Acts is a book about the foundation of the church, but it is a book foundational to the church in every generation. In his second volume, Luke invites us into the fellowship of the local church. We hear the preaching of the apostles. We witness baptism. We taste the life together (κοινωνια, Acts 2:42). We hear the prayers of the saints. We see persecution. We celebrate the victory of the Word–the Gospel of Jesus Christ.
Perhaps something we don’t think about often is that the book of Acts brings us under the ministry and preaching of the Apostle Paul. The New Testament contains 13 letters of Paul. Each of those letters was addressed to the churches he founded and ministered to in Acts. As we join the churches in Acts, we too become recipients of Paul’s exhortation and encouragement in his epistles.
And if there is one thing that is abundantly clear in Acts it is this: The churches absolutely loved, I mean loved, Paul.
The affection of the churches for Paul is on public display in Acts 20-21. It’s a farewell tour of sorts as Paul revisits all of the churches one last time on his way to Jerusalem and the ominous persecution awaiting him there. At his departure from the Ephesian elders, Luke writes: “And there was much weeping on the part of all; they embraced Paul and kissed him…” (Acts 20:37). As Paul and his band leave, the word Luke uses (αποσπασθεντας, Acts 21:1) indicates the believers are clinging to Paul so tightly that he has to unsheathe himself from their embrace.
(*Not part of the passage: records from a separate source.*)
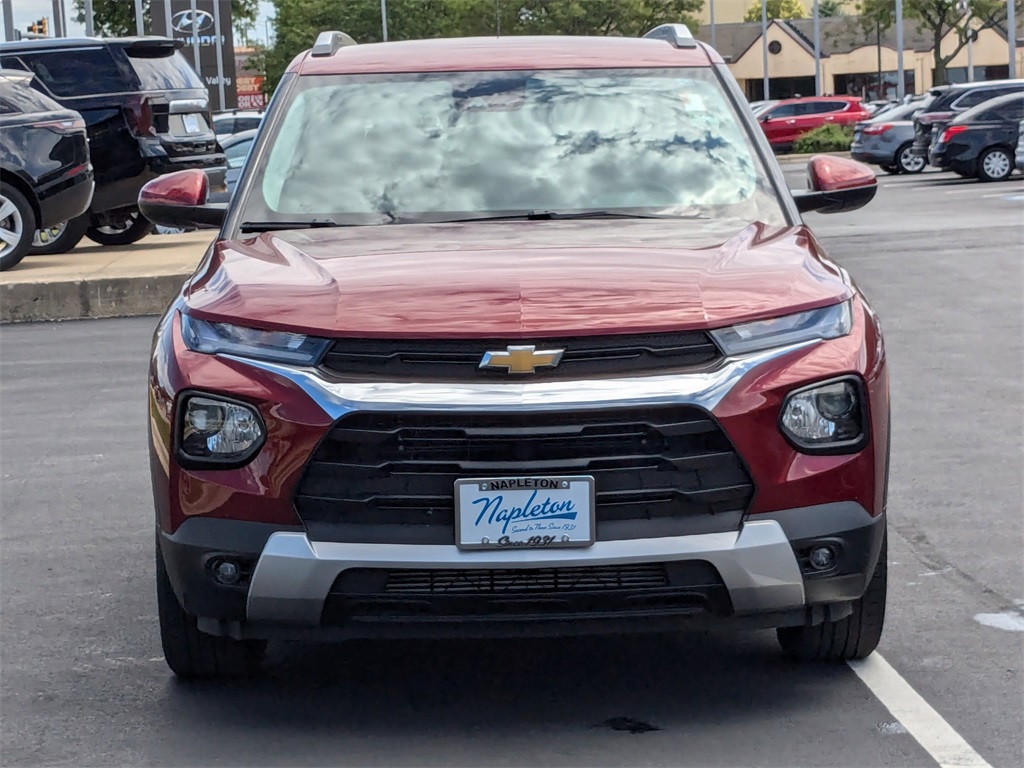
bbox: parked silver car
[850,98,930,173]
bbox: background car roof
[220,128,259,150]
[288,35,722,75]
[951,90,1024,125]
[0,36,184,53]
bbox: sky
[0,0,273,42]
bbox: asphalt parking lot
[0,166,1024,766]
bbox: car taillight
[918,112,953,125]
[33,118,85,136]
[864,123,892,136]
[126,98,153,136]
[939,125,967,144]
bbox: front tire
[775,536,889,662]
[978,146,1014,181]
[85,211,153,246]
[0,183,36,271]
[895,141,928,174]
[157,545,266,680]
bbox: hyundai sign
[150,0,238,112]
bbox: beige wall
[729,21,1024,93]
[697,0,857,24]
[729,25,815,80]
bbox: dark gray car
[850,96,932,173]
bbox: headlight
[711,301,853,354]
[779,378,867,454]
[178,394,264,468]
[181,312,331,366]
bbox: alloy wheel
[32,221,68,248]
[0,189,25,256]
[899,146,925,173]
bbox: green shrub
[793,125,853,155]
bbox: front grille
[164,140,217,158]
[376,563,669,595]
[323,560,732,626]
[321,331,721,381]
[295,406,754,544]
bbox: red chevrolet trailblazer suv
[140,25,889,677]
[758,96,871,150]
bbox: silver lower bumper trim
[247,520,804,626]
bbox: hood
[185,219,852,338]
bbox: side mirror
[793,155,879,213]
[138,168,224,228]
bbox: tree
[858,0,1024,85]
[743,0,806,22]
[75,0,259,37]
[253,0,703,93]
[818,0,846,18]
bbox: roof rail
[311,30,356,56]
[644,24,697,48]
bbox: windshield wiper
[239,219,351,232]
[438,209,705,223]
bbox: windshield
[126,49,206,91]
[239,68,785,224]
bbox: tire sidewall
[895,141,928,175]
[0,182,36,271]
[978,146,1014,181]
[85,212,153,246]
[29,213,89,255]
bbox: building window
[932,65,1010,85]
[834,70,916,101]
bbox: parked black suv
[0,71,92,270]
[0,37,224,253]
[928,90,1024,181]
[912,80,1024,167]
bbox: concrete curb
[0,273,188,323]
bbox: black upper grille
[321,331,721,381]
[322,560,732,625]
[295,407,754,544]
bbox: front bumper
[159,502,885,638]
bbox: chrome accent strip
[221,339,821,419]
[246,520,804,626]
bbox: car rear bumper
[37,168,95,228]
[850,144,895,165]
[158,502,885,639]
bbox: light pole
[0,0,14,43]
[709,0,718,50]
[82,0,96,37]
[896,0,906,101]
[956,0,970,83]
[761,0,770,101]
[1007,0,1017,78]
[814,0,821,96]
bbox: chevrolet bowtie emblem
[480,344,565,374]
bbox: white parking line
[849,652,992,768]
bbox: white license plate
[455,477,595,549]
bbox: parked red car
[758,96,871,150]
[140,25,889,677]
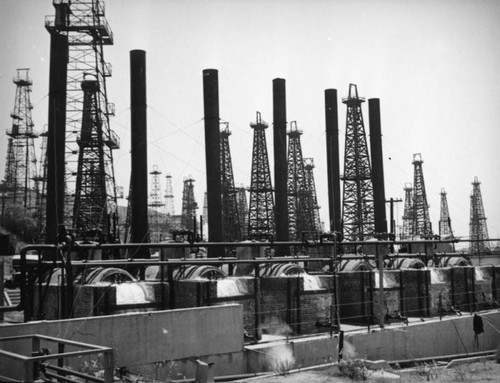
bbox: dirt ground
[237,360,500,383]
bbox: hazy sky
[0,0,500,242]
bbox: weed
[339,359,368,380]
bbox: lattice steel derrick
[304,158,321,231]
[181,178,198,231]
[34,132,47,235]
[45,0,119,240]
[248,112,275,238]
[287,121,312,241]
[412,153,432,237]
[469,177,489,254]
[165,173,175,216]
[342,84,375,240]
[148,165,165,242]
[73,80,109,236]
[236,185,248,239]
[4,68,40,209]
[439,189,453,238]
[401,183,413,239]
[220,123,242,242]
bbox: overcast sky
[0,0,500,243]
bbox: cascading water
[301,273,322,291]
[429,268,445,285]
[113,283,152,305]
[217,278,242,297]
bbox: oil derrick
[287,121,313,241]
[220,123,242,242]
[73,79,108,237]
[165,173,175,216]
[149,165,165,242]
[181,177,198,231]
[34,132,47,235]
[341,84,375,241]
[412,153,432,237]
[45,0,119,240]
[248,112,275,238]
[236,185,248,239]
[469,177,489,254]
[304,158,321,231]
[439,188,453,238]
[401,182,413,240]
[4,68,39,210]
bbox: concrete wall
[245,312,500,372]
[0,305,243,380]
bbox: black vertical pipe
[273,78,289,256]
[129,49,150,258]
[203,69,222,258]
[45,31,68,244]
[368,98,387,233]
[325,89,342,233]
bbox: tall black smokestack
[325,89,342,233]
[203,69,222,258]
[273,78,289,256]
[45,30,68,244]
[129,49,150,258]
[368,98,387,233]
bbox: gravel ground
[236,359,500,383]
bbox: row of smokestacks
[46,48,387,252]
At his next stop, Paul spends just seven days with the families in Tyre, and when they realize that Paul’s journey to Jerusalem will end in certain persecution, they cry out, “Please, don’t go! Don’t go! Please!” (Acts 21:4). Verse 5, Luke tells us: “When our days there were ended, we departed and went on our journey, and they all, with wives and children, accompanied us until we were outside the city. And kneeling down on the beach, we prayed and said farewell to one another” (Acts 21:5-6). Dad, mom, and kids all down on the beach, knees in the sand, praying with Paul and saying goodbye.
The same thing happens in Philip’s home when Paul arrives in Caesarea. He and his Spirit-filled family seek to dissuade Paul from continuing his journey. This is what the Spirit does—knitting the hearts of the churches to Paul and his ministry. Families and churches that love the Gospel love Paul.
Does Your Family Love Paul?
In Acts 21, Luke emphasizes the way families loved Paul. What are you doing to cultivate in your home a deep, abiding love for Paul—his ministry, his letters, and the Gospel he proclaimed? How are you seeking to inspire your husband, your wife, your kids to love the Apostle Paul?
Do we spend time reading his letters to our children? Do we ourselves memorize verses or passages from Paul’s instruction? How often do we revisit the preaching ministry of Paul in Acts or recount his missionary efforts to our families? May Paul’s gentle words to Timothy also be true in our homes:
“You, however, have followed my teaching, my conduct, my aim in life, my faith, my patience, my love, my steadfastness, my persecutions and sufferings that happened to me at Antioch, at Iconium, and at Lystra—which persecutions I endured; yet from them all the Lord rescued me…” -2 Timothy 3:10-11
Does Your Church Love Paul?
The reason our churches should love Paul is found in the opening six words of Paul’s first letter in the canon: “Paul, a servant of Christ Jesus” (Romans 1:1). Paul poured his life out daily to ensure that we receive and cherish Jesus Christ. Our churches in the 21st century exist because Paul was a servant planting the good news of Jesus Christ across the entire inhabited world in the 1st century.
Consider this: when Paul wrote to the churches from prison, what was his motivation? A desire to be right? A love for controversy and theological argument? A penchant for micro-managing? No, it was the memory of the tear-soaked faces and the sandy knees of the brothers and sisters he had left behind in every city–brothers and sisters he desperately loved. Paul writes to the Philippians, “For God is my witness, how I yearn for you all with the affection of Jesus Christ” (Philippians 1:8).
As we enter the epistles of Paul, we must realize they are written to the churches raised to life in Acts–where the pages bloom with deep, Spirit-wrought love for one another. Paul wrote feverishly, preached faithfully, and prayed fervently that the churches he loved would continue in their pursuit of our Lord and Savior Jesus Christ. Paul’s undying passion was for the churches to “continue in the faith, stable and steadfast, not shifting from the hope of the gospel that you heard, which has been proclaimed in all creation under heaven, and of which I, Paul, became a minister” (Col. 1:23).
How can we not love Paul? If you don’t feel this kind of affection for Paul’s letters, start in Acts. Read about his ministry, his journeys, and his sufferings for the name of Jesus and for the sake of the Church. Realize that in his letters are found the very words of Christ: “Him we proclaim, warning everyone and teaching everyone with all wisdom, that we may present everyone mature in Christ. For this I toil, struggling with all his energy that he powerfully works within me” (Col. 1:28-29). Because churches that love the Gospel love the Paul who made sure we heard that Gospel.